Watching the news of Black Lives Matter protests erupting across the United States, we need to acknowledge that the injustices endured by black people throughout American history are much more than police violence and excessive use of force against them, it is quite financial too.
Historic and systematic oppression of people of color in the US, especially ones with African origins started as early as the US was discovered.
Most of today's Black Americans are descendants of more than 4 million slaves who were forcefully brought to North America onboard colonizers' ships with chains. Historic records show that King Charles I had issued a decision allowing Spain to ship enslaved people directly from Africa to America.
Slavery and Segregation
Until 1860, 89% of the black population of America were registered as slaves mostly working in cotton plantations and denied all elements of human rights.
Even after the end of the civil war that abolished slavery, African Americans had to live through long decades of segregation under Jim Crow laws, which had affected every aspect of their lives between the late 1800s to mid-1950s, depriving the vast majority of black people of education, employment, and even using the same public facilities enjoyed by white people.
Only through continuous efforts exerted by millions of African Americans throughout decades of the Civil Rights Movement, did they end explicit laws that discriminated against them and other minority groups. In 1965, they also won the right to vote, consequently granting it to other people of color.
Yet, racially charged practices against black people continued in US communities until this very day, although less straightforward, showing mostly in education, employment opportunities, health services, in addition to racial profiling often connected to police excessive use of force.
In terms of the US population, African Americans make up 13.4% of Americans, nearing 40 million people.
Until the 1960s, non-White Americans were barred from studying in most US universities and colleges under segregation laws and had to apply for exclusively black institutions instead, affecting the quality of education received by several generations of African Americans.
It wasn't until the 1990s that scores of black students at the Scholastic Aptitude Test (SAT) spiked by 54 points.
According to a 2017 U.S. Census Bureau survey, 28.3% of white Americans reported having finished high school compared to 33% of African Americans.
23.7% of white Americans had received their Bachelor's degree compared to 15% of black students. Similarly, white MA holders exceeded 10% while black MA holders neared 7%. Finally, only 2% of white Americans and 1.1% of black Americans reported earning a doctoral degree.

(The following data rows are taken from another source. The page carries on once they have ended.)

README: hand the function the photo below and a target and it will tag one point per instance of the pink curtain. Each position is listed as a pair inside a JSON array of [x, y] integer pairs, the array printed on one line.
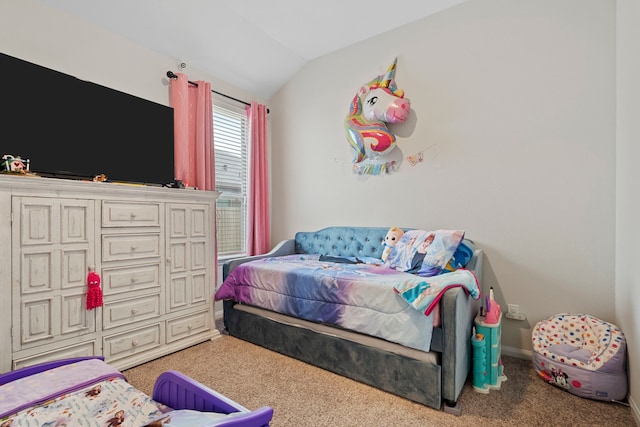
[[258, 222], [193, 133]]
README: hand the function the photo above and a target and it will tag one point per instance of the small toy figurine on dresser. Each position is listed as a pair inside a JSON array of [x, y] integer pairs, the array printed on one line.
[[393, 236], [14, 164], [488, 371]]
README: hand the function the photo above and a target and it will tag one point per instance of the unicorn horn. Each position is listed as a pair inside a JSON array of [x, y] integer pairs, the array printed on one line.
[[391, 73]]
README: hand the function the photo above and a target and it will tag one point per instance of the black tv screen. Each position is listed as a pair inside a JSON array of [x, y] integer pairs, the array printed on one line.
[[70, 128]]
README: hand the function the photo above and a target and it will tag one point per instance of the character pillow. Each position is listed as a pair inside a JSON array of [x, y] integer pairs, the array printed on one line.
[[425, 253]]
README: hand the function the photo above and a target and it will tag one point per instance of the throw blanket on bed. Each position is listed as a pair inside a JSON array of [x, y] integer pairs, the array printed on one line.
[[86, 393], [424, 296], [360, 297]]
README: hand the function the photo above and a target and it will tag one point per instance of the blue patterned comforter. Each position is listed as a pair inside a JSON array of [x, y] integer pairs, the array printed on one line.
[[362, 297]]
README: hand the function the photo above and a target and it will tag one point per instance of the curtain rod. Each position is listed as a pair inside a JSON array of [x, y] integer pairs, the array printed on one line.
[[172, 75]]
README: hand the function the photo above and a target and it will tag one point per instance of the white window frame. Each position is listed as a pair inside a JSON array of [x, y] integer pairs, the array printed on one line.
[[231, 206]]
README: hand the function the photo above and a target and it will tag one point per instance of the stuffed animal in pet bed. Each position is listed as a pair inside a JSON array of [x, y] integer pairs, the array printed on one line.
[[393, 235]]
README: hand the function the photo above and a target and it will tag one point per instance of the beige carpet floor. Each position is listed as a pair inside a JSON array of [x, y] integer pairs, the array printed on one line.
[[303, 395]]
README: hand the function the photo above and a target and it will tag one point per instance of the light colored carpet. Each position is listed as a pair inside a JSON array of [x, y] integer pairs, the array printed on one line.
[[303, 395]]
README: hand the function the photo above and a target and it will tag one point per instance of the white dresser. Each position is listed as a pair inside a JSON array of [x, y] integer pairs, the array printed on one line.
[[154, 249]]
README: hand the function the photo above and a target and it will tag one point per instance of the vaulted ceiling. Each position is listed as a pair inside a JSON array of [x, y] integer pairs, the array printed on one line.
[[256, 45]]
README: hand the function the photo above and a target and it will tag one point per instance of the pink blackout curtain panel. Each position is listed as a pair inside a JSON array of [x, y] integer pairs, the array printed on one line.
[[193, 133], [258, 222]]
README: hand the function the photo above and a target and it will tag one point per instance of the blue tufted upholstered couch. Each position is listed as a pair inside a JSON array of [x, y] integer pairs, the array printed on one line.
[[427, 382]]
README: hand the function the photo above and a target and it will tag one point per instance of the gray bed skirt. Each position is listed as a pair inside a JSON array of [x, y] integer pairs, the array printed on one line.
[[411, 378]]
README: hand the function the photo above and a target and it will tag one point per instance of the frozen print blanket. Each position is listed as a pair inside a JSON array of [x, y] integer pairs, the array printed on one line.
[[360, 297], [86, 393]]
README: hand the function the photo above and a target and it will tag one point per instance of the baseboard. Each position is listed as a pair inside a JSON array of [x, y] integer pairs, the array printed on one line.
[[516, 352]]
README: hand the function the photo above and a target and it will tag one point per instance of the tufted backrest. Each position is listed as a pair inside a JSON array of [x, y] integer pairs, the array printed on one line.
[[342, 241]]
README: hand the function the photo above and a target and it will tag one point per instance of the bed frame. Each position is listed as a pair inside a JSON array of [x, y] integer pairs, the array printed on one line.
[[175, 390], [421, 381]]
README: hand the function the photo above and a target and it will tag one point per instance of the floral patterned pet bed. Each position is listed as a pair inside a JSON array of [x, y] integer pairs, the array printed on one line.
[[583, 355], [88, 392]]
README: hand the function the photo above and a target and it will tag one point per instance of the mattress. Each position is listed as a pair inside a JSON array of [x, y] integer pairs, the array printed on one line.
[[361, 297]]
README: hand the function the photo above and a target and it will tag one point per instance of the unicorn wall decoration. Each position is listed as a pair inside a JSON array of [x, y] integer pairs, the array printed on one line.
[[375, 104]]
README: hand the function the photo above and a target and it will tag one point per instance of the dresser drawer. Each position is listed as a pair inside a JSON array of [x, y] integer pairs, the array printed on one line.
[[122, 312], [126, 279], [183, 327], [128, 214], [131, 342], [120, 247], [77, 350]]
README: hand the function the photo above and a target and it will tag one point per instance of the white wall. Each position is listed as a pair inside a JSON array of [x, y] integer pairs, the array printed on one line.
[[518, 98], [627, 177]]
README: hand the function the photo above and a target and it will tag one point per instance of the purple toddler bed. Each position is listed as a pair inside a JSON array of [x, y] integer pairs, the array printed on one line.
[[87, 391], [582, 354]]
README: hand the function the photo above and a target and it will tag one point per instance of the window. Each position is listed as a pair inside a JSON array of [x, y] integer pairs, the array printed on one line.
[[230, 140]]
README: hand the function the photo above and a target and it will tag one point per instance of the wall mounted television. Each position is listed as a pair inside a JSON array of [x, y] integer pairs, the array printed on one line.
[[70, 128]]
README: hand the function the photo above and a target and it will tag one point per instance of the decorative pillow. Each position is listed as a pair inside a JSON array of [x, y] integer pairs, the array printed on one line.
[[424, 252], [461, 256], [187, 417]]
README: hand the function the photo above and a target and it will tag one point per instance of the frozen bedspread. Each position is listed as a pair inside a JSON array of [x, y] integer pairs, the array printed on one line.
[[366, 298], [86, 393]]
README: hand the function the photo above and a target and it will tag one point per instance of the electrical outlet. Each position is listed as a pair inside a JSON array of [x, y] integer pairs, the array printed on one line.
[[514, 312]]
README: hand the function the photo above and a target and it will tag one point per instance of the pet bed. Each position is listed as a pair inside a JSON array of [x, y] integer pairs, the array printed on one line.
[[581, 354], [87, 391]]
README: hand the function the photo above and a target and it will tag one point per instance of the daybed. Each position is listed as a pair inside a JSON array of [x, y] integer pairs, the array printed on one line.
[[430, 369], [87, 391]]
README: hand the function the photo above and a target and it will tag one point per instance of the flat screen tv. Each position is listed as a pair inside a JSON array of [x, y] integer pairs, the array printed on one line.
[[70, 128]]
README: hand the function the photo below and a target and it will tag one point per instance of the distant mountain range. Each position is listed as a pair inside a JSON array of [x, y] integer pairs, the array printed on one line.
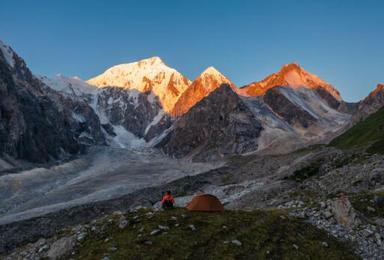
[[147, 103]]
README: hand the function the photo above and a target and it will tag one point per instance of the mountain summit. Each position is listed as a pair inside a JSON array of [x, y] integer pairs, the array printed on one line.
[[147, 75], [208, 81], [290, 75]]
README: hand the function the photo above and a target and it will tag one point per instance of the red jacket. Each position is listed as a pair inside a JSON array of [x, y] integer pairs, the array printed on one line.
[[167, 197]]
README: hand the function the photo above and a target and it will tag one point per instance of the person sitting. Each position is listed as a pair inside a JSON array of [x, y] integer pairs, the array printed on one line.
[[167, 201]]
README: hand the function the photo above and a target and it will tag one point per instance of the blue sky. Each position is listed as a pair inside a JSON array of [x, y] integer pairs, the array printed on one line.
[[340, 41]]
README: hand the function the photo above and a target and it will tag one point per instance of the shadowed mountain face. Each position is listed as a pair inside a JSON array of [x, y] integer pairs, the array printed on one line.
[[202, 86], [219, 125], [372, 103], [150, 101], [37, 124], [148, 75]]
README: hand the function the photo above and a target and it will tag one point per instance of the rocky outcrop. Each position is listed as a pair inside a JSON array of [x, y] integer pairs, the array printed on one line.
[[148, 75], [282, 106], [219, 125], [37, 124], [139, 113], [372, 103], [201, 87], [290, 75]]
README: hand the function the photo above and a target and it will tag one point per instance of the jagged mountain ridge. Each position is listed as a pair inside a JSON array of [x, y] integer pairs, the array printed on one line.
[[290, 75], [217, 126], [148, 75], [372, 103], [37, 124], [126, 102], [208, 81]]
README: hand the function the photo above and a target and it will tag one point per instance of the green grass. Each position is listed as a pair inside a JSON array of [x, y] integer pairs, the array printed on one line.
[[368, 133], [364, 203], [263, 234]]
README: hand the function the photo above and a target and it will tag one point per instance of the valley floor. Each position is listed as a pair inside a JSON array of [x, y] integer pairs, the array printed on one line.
[[308, 185], [104, 173]]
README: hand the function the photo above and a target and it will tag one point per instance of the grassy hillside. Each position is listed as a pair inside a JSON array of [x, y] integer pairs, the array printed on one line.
[[368, 133], [230, 235]]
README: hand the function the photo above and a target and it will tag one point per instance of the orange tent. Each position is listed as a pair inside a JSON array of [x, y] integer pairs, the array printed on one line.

In 2015, African American women were the most educated group in terms of race and gender in the United States,
According to a 2018 Bureau of Labor Statistics report, 6.6% of Black Americans were reportedly unemployed, which is the highest rate amongst all racial groups in the United States.
In the wake of the Coronavirus crisis, Washington Post-Ipsos Coronavirus employment survey conducted between April and May 2020 found out that 16% of African Americans were laid off compared to 11% of White Americans.
Despite the fact the African American women are among the highest educated groups in the States, a recent study found that black women make up just 8% of private-sector jobs and only 1.5% of leadership roles, a 2016 Independent report highlights.
Even more startling, a study conducted by the National Bureau of Economic Research found that "despite laws against discrimination, affirmative action, a degree of employer enlightenment, and the desire by some businesses to enhance profits by hiring those most qualified regardless of race, African-Americans are twice as likely as whites to be unemployed and they earn nearly 25% less when they are employed."
According to US Census Data for 2018, 25.4% of Native Americans, 20.8% of African Americans and 17.6% of Hispanic Americans reported the highest poverty rates in the country, compared to 10.1% of White Americans.
Moreover, CNN's latest report on Black vs White Financial inequality noted that "the median income for black households is a little less than 60% of that of white households, based on 2018 census data."
During the Coronavirus pandemic that has killed more than 100k Americans so far, African Americans seemed to pay the highest toll.
APM Research Lab reported that Black Americans were 3 times more likely to die of COVID-19 than their white counterparts at a rate of 50.3 per 100,000 people, compared with 20.7 for whites.
This huge difference has been linked to their disadvantaged access to health services in addition to a large number of them working in essential jobs that were not stopped during lockdowns.
At the beginning of 2020, Forbes list of the world's billionaires' highlighted that of 607 American billionaires, only 5 are African Americans, all self-made artists, sports or media figures, or businessmen; Robert F. Smith, David Steward, Oprah Winfrey, Michael Jordan, and Jay-Z.
All of these figures clearly reflect that the long history of black oppression in the United States still shows in today's world. Unfortunately, these financial inequalities suffered by the African American community aren't the only obstacles they need to overcome in 2020.
In addition to a growing sentiment of racial prejudice against minorities since the 2016 presidential elections, African Americans have repeatedly reported different practices of voters' suppression, besides several criminal laws that seem to have been designed specifically to target people of color, which has often been dubbed as "the new Jim Crow laws," such as drug-related punishments carried out by law.
Today's Black Lives Matter could be the new Civil Rights Movement, addressing the different forms of injustices African Americans and other minorities experience in the United States, with the financial inequalities being at its very heart.